“Surfing is no longer a youth sport inextricably tied to youth culture.”
A landmark study just released by Bond University, Australia’s first private college and named after a notorious swindler, has revealed surfing ain’t the plaything of kids anymore.
Craig Sims, who is a former South African pro surfer turned magazine publisher and university academic (he has a PHD in Media Studies from Bond), says the peak participation age for men is 45-to-49 (I added the bit about CIS and white in the headline…clickbait etc… you understand) and 35-to-44 for gals.
“This clear and present aging trend forces us to accept an important and far-reaching statement: Surfing is no longer a youth sport inextricably tied to youth culture. Failing to accept this statement will result in surf brands missing out on forging a meaningful connection with a significant and growing segment of their market.”
Surprised? You shouldn’t be.
A few weeks back I went to the premiere of The Greatest Surf Movie in the Universe, the most significant thing to happen culturally in Australian surfing since Kai Neville’s films, and the cinema was a sea of polished skulls and silver manes, paunches harnessed by Quiksilver tees. So many wizened winter apples. The median age, at a guess, would’ve been sixty.

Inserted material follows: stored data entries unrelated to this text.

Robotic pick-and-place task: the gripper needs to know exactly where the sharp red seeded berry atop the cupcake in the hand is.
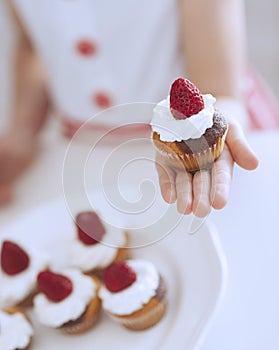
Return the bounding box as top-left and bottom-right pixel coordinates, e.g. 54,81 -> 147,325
170,78 -> 204,119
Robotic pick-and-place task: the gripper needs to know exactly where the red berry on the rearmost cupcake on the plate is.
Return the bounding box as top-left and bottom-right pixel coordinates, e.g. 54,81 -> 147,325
76,211 -> 106,245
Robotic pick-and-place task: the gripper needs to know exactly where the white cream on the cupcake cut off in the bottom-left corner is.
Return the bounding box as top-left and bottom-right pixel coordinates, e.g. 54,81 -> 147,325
0,311 -> 34,350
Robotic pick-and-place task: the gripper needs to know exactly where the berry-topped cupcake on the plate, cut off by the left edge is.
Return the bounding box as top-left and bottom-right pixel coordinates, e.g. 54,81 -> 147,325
0,240 -> 47,308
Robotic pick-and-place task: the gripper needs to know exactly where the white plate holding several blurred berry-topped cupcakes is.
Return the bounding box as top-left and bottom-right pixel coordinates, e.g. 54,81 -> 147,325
0,183 -> 227,350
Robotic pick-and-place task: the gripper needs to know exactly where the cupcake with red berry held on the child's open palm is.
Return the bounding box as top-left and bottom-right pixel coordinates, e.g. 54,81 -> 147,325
151,78 -> 228,172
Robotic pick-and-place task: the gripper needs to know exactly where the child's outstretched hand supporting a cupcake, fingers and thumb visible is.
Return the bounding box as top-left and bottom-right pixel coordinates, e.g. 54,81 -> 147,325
156,122 -> 258,217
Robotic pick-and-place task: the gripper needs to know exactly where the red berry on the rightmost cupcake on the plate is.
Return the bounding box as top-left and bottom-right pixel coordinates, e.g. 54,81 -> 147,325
103,261 -> 137,293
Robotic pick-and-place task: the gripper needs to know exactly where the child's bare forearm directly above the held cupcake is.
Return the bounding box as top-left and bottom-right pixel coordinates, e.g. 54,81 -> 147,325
181,0 -> 246,98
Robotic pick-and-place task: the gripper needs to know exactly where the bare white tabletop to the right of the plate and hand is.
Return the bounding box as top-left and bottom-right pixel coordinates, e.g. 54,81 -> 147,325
202,132 -> 279,350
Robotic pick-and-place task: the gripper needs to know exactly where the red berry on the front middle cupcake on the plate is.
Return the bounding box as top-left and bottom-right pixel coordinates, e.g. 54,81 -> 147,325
37,270 -> 73,303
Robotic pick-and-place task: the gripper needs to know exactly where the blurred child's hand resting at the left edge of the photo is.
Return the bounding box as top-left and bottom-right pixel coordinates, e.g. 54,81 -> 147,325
0,130 -> 37,205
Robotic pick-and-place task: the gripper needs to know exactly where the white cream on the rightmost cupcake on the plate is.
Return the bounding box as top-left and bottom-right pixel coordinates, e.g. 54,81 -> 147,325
99,259 -> 160,315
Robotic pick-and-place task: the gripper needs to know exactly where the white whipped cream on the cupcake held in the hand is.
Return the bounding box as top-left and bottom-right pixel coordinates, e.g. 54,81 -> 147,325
151,94 -> 216,142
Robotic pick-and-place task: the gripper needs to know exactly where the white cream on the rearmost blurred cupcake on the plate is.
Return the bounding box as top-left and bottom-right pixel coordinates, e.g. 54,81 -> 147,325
68,227 -> 126,272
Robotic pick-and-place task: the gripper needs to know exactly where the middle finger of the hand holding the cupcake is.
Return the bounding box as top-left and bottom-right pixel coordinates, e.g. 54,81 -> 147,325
193,170 -> 211,218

In lineups, there’s a few kids here and there, mostly tweenies getting pushed into waves by their daddies, but the absence of teens marauding the surf is stark.
The ageing of the sport next to the influx of late-starting kooks ’cause of COVID and the rise of the murfer has enormous implications for the surf industry, says Sims.
“There’s…potential for surf tourism operators to tap into a whole new breed of customer by accommodating travel demand from unskilled surfers who don’t have the proficiency to handle the hollow and shallow reef breaks typically associated with remote or exotic surf locations.”
Even wave pool operators have to cool their jets ’cause their customers are either old, incapable or both.
“Most wave parks have the capacity to create technically challenging waves, yet they tend to only offer these settings in the very early and late part of their operating hours and the bulk of their day is dedicated to novice and intermediate settings.”
You’ll remember a couple of years back when the organisers of a surfing contest in New Zealand were been forced to add a new age-group after an eighty-year-old kneeboarder signed up. To accommodate older surfers, those aged seventy-five to seventy-nine, there now exists the division, “Immortals”.
All very interesting, of course, although I doubt I would go near surfing if I was twelve again, such is its decline from wild, atavistic man-against-the-elements lifestyle to its current Surfline Man goes to Surf Ranch incarnation.
Where do you stand? Is surfing a declining sport for old men and relatively aged gals or does it stand on the precipice of a great renaissance, rebirth etc?